The simulation shows JSON encoded RAT and SPT measurements in the message queue. It is apparent that legacy integration was successful given the RAT measurement originated from a legacy source, but now resides in the same format as SPT

Cross-network communication

The unified message queue shown in the simulation illustrates how messages from across devices and networks are assimilated after a successful ingestion process

Fault tolerance

Cloud computing provides a fault tolerant environment for data processing due to its ability to scale resources based on demand. The data pipeline simulation depicts a high-throughput cloud infrastructure with data processing and message queue components. It is implied that these components reside in a highly distributed cloud service that provides fault tolerance across multiple compute nodes. Furthermore, the simulation clearly shows how the message queue decouples the data ingestion from data processing.
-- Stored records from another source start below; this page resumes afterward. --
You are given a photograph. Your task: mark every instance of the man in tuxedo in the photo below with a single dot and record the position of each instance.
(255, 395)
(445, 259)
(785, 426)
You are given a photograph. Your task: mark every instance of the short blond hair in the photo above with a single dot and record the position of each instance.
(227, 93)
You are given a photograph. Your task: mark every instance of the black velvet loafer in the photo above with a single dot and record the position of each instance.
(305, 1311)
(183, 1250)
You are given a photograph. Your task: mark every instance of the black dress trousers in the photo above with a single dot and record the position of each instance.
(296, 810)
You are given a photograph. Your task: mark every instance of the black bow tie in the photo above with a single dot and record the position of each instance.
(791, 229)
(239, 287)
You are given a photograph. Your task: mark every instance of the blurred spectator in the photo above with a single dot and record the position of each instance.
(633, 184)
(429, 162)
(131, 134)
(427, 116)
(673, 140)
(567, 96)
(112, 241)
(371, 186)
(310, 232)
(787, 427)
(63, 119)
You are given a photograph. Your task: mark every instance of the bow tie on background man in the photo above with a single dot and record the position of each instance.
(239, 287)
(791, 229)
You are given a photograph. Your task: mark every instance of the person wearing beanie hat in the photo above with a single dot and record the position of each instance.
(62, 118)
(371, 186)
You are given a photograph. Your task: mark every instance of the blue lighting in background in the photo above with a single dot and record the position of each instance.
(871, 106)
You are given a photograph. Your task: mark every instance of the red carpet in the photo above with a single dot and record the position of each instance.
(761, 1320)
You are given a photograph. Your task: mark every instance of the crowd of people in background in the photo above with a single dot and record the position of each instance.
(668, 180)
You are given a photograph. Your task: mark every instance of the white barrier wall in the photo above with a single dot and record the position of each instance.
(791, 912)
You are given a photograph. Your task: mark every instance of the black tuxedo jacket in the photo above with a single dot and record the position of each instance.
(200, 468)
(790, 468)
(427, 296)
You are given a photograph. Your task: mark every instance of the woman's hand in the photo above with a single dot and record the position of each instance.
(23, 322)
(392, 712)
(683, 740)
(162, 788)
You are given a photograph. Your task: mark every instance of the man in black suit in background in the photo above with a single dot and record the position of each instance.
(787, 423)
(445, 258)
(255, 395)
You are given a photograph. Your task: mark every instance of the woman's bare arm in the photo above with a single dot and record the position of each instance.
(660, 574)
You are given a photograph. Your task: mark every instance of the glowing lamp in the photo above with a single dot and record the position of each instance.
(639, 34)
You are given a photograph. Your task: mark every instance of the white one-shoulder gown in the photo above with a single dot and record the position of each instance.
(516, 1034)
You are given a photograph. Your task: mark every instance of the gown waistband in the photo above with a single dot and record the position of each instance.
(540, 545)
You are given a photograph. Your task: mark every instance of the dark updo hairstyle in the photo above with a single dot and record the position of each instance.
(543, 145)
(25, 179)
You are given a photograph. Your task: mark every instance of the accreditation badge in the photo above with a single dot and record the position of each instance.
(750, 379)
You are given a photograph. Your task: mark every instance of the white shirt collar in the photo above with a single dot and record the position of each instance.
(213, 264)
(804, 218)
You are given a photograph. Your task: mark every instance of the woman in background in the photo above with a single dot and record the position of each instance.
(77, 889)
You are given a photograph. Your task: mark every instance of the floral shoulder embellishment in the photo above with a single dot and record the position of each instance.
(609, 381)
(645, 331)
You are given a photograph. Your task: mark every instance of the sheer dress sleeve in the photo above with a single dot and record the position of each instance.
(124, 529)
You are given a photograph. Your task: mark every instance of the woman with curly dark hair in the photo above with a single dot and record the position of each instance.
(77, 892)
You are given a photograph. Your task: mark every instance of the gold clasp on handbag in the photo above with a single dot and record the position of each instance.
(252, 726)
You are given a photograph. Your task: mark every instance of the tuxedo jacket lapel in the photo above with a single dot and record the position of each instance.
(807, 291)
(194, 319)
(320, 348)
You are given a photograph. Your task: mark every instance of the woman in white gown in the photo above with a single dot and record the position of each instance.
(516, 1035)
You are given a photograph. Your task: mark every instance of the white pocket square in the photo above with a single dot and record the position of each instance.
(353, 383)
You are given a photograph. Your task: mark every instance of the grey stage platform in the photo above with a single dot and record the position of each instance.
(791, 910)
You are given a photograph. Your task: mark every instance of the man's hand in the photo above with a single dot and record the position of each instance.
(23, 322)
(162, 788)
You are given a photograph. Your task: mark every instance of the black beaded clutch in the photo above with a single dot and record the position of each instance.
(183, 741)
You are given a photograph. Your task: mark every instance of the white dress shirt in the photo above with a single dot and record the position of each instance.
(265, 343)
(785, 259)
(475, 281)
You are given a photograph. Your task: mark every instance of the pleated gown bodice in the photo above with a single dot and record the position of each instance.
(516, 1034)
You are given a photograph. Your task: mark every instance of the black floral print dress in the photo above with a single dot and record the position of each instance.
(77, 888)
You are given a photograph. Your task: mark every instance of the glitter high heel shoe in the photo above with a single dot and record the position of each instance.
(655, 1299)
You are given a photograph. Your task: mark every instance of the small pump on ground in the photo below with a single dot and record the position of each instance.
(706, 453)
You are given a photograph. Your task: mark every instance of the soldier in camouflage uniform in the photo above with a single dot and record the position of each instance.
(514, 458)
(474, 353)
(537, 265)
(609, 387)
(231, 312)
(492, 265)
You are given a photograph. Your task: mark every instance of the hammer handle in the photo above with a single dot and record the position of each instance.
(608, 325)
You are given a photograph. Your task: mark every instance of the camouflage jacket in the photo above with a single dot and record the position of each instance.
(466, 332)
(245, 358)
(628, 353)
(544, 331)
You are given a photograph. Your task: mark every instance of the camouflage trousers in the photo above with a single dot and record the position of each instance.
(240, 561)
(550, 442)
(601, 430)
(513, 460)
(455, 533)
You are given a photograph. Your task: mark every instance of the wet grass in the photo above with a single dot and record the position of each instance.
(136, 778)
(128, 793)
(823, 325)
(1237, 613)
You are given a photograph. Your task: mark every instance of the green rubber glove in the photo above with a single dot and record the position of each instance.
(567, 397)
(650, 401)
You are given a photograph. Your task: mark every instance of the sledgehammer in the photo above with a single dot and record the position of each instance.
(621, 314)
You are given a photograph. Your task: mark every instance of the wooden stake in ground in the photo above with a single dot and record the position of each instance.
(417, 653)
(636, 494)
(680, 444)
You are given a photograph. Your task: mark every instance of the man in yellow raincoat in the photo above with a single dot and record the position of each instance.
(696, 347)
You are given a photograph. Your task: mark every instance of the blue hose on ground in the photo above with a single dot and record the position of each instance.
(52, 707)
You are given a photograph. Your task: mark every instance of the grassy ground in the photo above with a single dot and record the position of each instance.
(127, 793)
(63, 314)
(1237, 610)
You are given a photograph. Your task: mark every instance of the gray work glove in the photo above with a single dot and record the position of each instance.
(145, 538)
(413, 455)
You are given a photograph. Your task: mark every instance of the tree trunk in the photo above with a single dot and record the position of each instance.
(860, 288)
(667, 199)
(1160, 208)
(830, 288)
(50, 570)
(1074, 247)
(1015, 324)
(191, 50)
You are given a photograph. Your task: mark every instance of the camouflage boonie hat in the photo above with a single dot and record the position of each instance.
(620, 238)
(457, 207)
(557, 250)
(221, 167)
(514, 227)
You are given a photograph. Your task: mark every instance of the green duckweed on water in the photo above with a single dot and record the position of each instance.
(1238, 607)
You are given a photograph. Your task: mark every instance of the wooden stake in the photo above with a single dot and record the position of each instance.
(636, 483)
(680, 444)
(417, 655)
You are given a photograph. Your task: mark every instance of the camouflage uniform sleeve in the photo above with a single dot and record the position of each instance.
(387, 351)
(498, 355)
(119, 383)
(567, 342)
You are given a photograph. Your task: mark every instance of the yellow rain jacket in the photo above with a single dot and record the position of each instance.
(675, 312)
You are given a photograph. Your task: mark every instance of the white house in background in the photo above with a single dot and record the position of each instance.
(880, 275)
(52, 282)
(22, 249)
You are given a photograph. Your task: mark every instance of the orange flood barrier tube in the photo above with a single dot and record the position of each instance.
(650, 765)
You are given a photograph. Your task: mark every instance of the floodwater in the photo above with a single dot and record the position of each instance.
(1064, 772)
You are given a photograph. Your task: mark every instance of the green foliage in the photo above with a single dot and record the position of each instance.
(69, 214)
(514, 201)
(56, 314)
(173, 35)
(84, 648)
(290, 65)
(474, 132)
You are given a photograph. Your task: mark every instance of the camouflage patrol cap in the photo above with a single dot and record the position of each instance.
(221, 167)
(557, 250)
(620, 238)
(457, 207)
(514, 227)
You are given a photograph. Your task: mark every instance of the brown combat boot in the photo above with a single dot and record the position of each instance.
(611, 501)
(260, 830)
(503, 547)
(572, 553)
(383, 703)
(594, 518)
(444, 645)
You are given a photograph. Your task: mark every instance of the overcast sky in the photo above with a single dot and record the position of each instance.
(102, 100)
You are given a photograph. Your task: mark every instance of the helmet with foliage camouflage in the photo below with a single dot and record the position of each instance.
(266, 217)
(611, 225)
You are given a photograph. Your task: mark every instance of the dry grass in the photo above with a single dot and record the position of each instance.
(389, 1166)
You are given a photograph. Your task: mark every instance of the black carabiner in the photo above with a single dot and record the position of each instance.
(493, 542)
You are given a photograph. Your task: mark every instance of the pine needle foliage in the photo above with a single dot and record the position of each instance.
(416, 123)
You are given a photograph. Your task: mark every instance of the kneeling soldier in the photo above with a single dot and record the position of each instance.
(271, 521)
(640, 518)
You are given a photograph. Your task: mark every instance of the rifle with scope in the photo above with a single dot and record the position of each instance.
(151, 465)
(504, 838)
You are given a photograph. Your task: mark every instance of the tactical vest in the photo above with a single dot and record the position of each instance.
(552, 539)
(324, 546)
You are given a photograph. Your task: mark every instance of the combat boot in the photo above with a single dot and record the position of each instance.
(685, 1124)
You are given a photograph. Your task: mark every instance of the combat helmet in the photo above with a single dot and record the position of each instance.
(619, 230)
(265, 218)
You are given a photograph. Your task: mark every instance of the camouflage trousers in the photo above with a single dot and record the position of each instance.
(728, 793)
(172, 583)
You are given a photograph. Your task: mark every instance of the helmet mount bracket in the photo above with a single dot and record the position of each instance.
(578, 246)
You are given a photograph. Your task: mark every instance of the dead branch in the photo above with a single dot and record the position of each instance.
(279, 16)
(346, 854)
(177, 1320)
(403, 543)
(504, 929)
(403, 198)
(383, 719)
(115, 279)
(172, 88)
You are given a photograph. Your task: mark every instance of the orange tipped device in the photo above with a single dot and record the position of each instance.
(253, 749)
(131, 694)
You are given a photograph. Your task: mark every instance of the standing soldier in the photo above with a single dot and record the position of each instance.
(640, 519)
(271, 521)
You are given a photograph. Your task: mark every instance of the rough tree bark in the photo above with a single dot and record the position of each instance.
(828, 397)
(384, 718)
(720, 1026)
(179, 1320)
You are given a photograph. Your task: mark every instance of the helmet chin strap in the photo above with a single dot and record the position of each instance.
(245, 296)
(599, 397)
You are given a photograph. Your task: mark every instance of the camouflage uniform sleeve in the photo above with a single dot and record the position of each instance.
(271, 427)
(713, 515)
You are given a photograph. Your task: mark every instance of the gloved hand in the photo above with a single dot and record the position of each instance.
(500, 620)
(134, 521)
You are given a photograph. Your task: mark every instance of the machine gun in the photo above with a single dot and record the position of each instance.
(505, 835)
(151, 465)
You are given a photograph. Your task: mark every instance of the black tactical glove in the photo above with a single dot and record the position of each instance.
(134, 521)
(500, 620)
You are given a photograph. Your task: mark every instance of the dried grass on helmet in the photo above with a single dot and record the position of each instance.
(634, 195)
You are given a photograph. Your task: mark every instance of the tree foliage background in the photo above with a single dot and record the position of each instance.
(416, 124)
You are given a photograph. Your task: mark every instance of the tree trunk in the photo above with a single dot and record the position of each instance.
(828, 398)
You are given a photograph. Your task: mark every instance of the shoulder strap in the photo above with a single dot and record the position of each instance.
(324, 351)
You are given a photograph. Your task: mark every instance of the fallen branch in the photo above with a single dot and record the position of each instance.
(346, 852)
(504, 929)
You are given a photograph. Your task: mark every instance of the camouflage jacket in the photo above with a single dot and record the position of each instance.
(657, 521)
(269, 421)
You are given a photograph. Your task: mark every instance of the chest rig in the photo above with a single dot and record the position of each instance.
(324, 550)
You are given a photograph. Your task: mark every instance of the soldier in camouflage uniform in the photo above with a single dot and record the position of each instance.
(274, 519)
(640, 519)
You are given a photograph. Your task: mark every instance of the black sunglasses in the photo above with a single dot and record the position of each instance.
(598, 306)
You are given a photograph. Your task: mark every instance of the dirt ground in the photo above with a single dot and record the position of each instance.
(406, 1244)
This promotes additional fault tolerance by protecting the ingestion process from faults that originate from data processing components

Extensibility

The simulation illustrates the aggregation and contextualisation component that is responsible for preparing data for analysis. This is one example of processing that may be required for time-series data. As new processing needs arise additional components can subscribe to the message queue subscription service and begin processing in parallel with other components. This extension is facilitated by the decoupling of processing components and message queue using the subscription service

Scalability

The data processing simulation inherits its scalability from its cloud infrastructure. Many of the benefits of cloud computing have already been discussed with regard to fault tolerance. These same load balancing features facilitate scalable data processing in the pipeline by scaling compute resources based on demand (i.e. amount of processing required)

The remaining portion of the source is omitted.